Predicted (a–c) plasma concentration–time profiles of felodipine with corresponding predicted (d–f) diastolic blood pressure (g–i) and heart rate effect–time profiles in healthy individuals (left panel) and hypertensive patients (center and right panels) in comparison to observed data [36,71,74]. Observed data are shown as dots and triangles ± standard deviation (if available); model predictions are shown as lines. HT: hypertensive, md: multiple dose, n: number of individuals, qd: once daily, sd: single dose, sol: solution, tab: tablet, tabER: extended-release tablet.

Figure 5

Upper row: predicted felodipine plasma concentration–time profiles with and without co-administration of the perpetrators (a) erythromycin, (b) itraconazole, and (c) carbamazepine and phenytoin in comparison to observed data [13,14,15]. Center row: predicted (d) diastolic blood pressure and (e) heart rate–time profiles with and without co-administration of itraconazole in comparison to observe data.
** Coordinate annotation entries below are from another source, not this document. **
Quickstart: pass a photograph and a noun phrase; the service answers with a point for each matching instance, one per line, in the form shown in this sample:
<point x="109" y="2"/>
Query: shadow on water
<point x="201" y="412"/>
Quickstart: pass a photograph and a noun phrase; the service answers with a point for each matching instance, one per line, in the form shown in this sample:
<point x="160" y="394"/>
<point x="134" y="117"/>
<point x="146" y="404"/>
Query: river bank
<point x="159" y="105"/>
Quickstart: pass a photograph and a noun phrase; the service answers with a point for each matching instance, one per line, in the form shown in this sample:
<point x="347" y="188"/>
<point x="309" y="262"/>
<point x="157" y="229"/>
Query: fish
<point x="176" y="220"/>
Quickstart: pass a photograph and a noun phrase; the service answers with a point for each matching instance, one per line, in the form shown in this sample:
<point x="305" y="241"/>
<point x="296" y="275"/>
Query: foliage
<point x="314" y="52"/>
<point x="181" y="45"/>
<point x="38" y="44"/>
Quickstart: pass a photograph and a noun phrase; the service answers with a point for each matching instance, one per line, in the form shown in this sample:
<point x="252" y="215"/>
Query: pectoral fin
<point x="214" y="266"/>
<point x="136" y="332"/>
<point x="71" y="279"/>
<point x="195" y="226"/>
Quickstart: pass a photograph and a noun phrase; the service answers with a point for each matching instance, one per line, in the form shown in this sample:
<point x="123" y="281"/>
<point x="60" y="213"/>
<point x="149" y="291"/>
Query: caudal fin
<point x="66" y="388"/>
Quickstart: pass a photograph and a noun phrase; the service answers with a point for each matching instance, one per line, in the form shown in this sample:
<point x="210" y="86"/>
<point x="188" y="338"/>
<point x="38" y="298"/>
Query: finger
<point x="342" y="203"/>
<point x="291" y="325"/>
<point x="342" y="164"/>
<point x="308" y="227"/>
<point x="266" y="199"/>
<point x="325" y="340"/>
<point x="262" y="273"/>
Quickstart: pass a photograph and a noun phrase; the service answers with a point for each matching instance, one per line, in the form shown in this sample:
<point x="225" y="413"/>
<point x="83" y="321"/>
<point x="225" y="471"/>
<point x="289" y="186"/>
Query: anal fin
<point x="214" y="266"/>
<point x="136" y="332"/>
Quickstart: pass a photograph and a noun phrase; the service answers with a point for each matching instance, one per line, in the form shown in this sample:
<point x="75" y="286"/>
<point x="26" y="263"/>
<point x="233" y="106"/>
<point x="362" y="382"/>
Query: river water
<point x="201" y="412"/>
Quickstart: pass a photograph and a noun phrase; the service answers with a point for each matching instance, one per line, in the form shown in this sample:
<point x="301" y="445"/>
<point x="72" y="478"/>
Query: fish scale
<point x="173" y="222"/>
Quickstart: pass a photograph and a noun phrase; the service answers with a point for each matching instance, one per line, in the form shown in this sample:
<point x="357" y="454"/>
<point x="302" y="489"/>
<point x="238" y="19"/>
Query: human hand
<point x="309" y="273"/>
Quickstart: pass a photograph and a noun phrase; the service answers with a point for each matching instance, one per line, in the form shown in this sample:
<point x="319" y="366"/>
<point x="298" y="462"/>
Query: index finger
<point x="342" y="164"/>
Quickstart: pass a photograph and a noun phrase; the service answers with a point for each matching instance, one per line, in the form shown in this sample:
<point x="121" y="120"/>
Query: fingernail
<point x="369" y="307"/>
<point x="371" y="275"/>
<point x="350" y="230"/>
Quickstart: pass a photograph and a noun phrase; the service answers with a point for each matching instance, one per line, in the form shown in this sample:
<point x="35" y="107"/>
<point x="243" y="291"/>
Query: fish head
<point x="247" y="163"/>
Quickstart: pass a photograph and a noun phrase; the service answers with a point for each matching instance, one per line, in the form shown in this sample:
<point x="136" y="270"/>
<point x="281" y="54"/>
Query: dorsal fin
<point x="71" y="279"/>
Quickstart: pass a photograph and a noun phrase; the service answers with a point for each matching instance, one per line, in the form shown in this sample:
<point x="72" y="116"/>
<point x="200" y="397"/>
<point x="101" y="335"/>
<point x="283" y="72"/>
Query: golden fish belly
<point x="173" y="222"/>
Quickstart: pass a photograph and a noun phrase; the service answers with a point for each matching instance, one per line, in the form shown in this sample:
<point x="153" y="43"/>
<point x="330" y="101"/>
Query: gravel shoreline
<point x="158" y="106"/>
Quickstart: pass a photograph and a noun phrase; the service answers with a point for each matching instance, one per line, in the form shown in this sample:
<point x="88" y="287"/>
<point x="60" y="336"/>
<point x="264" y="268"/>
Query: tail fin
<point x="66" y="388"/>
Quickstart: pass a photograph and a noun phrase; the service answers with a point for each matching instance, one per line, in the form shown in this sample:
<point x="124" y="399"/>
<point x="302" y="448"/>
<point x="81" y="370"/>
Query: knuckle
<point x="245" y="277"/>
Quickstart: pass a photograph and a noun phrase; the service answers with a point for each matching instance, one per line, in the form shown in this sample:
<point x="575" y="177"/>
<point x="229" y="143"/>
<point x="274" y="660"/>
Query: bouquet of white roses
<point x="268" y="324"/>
Lower row: goodness-of-fit plots of predicted versus observed (f) DDI AUC_last ratios and (g) DDI C_max ratios. AUC_last: area under the plasma concentration−time curve from the time of dosing to the time of last concentration measurement, bid: twice daily, C_max: maximum plasma concentration, D: day, DDI: drug–drug interaction, n: number of individuals, sd: single dose, tab: tablet, tabER: extended-release tablet.